Das Rauschen der Sill reißt mich aus meinen Wacker-Gedanken, denn die Olympiastraße ist hier erledigt. Wir biegen rechts ab und gehen zwischen dem Sill-Fluss und der relativ neu errichteten „Wohnanlage Tivoli“ durch. Hier gibt es gleich zwei kurze Straßen, von denen ich noch nie gehört habe – die Josef-Thoman-Straße (Tiroler Politiker, 1923–2003) verläuft in Richtung Osten, die wenige Meter daneben liegende Adele-Obermayr-Straße (Tiroler Politikerin, im NS-Widerstand tätig, 1894–1972) bringt uns danach wieder zurück zum Ufer der Sill. Wir halten uns weiter Richtung Norden und nach dem Sillufer kommen wir bei der Berufsfeuerwehr zur Hunoldstraße (Dichter, 1828–1884). In dieser Straße ist mein Vater aufgewachsen, an die großelterliche Wohnung kann ich mich nur noch schemenhaft erinnern. Aber das Haus steht noch und hat sich in den letzten 55 Jahren nur unwesentlich verändert. Die Hunoldstraße endet für uns an der Amraser Straße, wir überqueren den Leipziger Platz (nach der Völkerschlacht von 1813) und gehen danach die Körnerstraße (Deutscher Schriftsteller, 1791–1813) an. Bis jetzt ist jede Straße in eine andere übergegangen, das ändert sich nun. Denn den südlichen Teil der Körnerstraße müssen wir nach seiner Bewältigung gleich wieder zurück gehen – zum Glück sind das kaum 200 Meter. Aber es sind 200 Extra-Meter, „Schweine-Meter“, wie ich sie genannt habe. Die Körnerstraße geht in den Pradler Platz (umrundet die alte Pradler Pfarrkirche) über, damit ist schon die nächste Adresse abgehakt. Jetzt befinden wir uns auf der Pradler Straße, gehen diese in Richtung Norden und kommen so zum Furterzaunweg (alter Flurname), der links abgeht. Das Mini-Sträßchen ist in kürzester Zeit durchlaufen, da stört es wenig, dass wir auch diesen Weg zweimal gehen müssen. Das ist in der Schmidgasse (nach dem alten Schmidhaus) nicht anders, denn auch sie geht als Sackgasse links von der Pradler Straße ab. Zum Glück ist die Gasse ebenso kurz und wir steuern unser nächstes Ziel an, das Brückenplatzl (neben der Pradler Brücke). Dort befindet sich eine schöne Bank bei einem noch schöneren Baum und das Allerschönste ist der Ausblick auf den Patscherkofel, den man vor hier aus genießen kann. Ich brauche jetzt mal eine längere Pause und meine linke Wade hält das auch für eine super Idee. Ich bin einfach völlig untrainiert, morgen werde ich wahrscheinlich einen ordentlichen Muskelkater haben.

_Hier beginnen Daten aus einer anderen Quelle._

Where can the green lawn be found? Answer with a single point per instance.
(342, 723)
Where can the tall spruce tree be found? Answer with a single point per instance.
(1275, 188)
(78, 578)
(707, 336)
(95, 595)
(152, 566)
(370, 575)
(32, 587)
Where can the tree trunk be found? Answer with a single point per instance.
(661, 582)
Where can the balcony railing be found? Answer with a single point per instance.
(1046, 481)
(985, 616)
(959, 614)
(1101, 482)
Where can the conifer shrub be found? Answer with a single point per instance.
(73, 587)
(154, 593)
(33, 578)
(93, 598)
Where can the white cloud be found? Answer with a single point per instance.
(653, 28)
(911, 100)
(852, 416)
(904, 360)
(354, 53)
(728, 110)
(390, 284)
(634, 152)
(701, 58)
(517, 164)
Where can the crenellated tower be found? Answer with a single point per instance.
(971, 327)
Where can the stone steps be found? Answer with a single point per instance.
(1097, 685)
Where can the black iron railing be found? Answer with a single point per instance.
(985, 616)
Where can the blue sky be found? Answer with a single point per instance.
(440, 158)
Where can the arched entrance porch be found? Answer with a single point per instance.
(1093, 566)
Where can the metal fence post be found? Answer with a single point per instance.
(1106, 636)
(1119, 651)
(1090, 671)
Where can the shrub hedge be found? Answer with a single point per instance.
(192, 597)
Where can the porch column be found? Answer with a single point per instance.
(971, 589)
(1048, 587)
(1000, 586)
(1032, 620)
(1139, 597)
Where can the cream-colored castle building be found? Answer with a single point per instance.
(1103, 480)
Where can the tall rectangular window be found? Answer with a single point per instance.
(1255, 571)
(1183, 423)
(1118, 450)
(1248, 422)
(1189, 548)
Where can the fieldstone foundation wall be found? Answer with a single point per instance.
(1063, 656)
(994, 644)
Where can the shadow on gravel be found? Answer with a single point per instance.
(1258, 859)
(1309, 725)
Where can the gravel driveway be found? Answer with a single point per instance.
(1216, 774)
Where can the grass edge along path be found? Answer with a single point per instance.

Nach dem feinen Break spazieren wir die Pradler Straße (nach dem ehemaligen Dorf Pradl) hinauf und das im doppelten Wortsinn. Denn die Straße steigt definitiv leicht an, auch wenn man es mit freiem Auge kaum sieht. Aber ich spüre es. Und so muss ich einmal tatsächlich stehenbleiben, damit sich mein überfordertes Bein wieder beruhigen kann. Mühsam. An der Kreuzung mit der Amraser Straße biegen wir links ab und gehen die 50 Meter vor bis zur Lindenstraße (früher standen hier viele Lindenbäume). Die verläuft parallel zur Pradler Straße, also geht sie dankenswerterweise leicht abwärts und ich muss nicht stehenbleiben. Bei der querenden Gumppstraße angekommen, gehen wir diese ein paar Meter in Richtung Osten und verfügen uns bald einmal links in die Gabelsbergerstraße (Erfinder der Stenografie, 1789–1849) hinein, die nach Norden führt.
Ganz am Ende der Gabelsbergerstraße hat Ilse jahrelang als Koch- und Werklehrerin unterrichtet – nomen est omen –, in der „Neuen Mittelschule Gabelsberger“. So weit sind wir aber noch nicht, denn zuerst müssen wir noch durchs sogenannte „Facken-Gassl“, welches fast jeder Innsbrucker kennt, das aber in keinem Stadtplan zu finden ist. Das schmale, an einem Bauernhof samt Stall (daher der Name) vorbeiführende Gässchen reicht von der Amthorstraße bis zur Egerdachstraße, ehe es in den nördlichen Teil der Gabelsbergerstraße übergeht. Aber wahrscheinlich heißt das „Facken-Gassl“ eh auch Gabelsbergerstraße, als Extra-Adresse rechne ich es jedenfalls nicht. Wir sind an der Schule angekommen, halten uns links und nach ein paar Metern auf der Reichenauer Straße finden wir uns in der Schmuckgasse (nach einer Tiroler Beamten- und Handelsfamilie) wieder. Die ist fast schneller absolviert als ein Eichhörnchen mit seinen Ohrhärchen wedeln kann, dafür folgt mit der Egerdachstraße (nach einem ehemaligen Heilbad) gleich die längste Straße bis jetzt. Wir starten beim alten Brunnen an der Ecke zur Pradler Straße und marschieren los.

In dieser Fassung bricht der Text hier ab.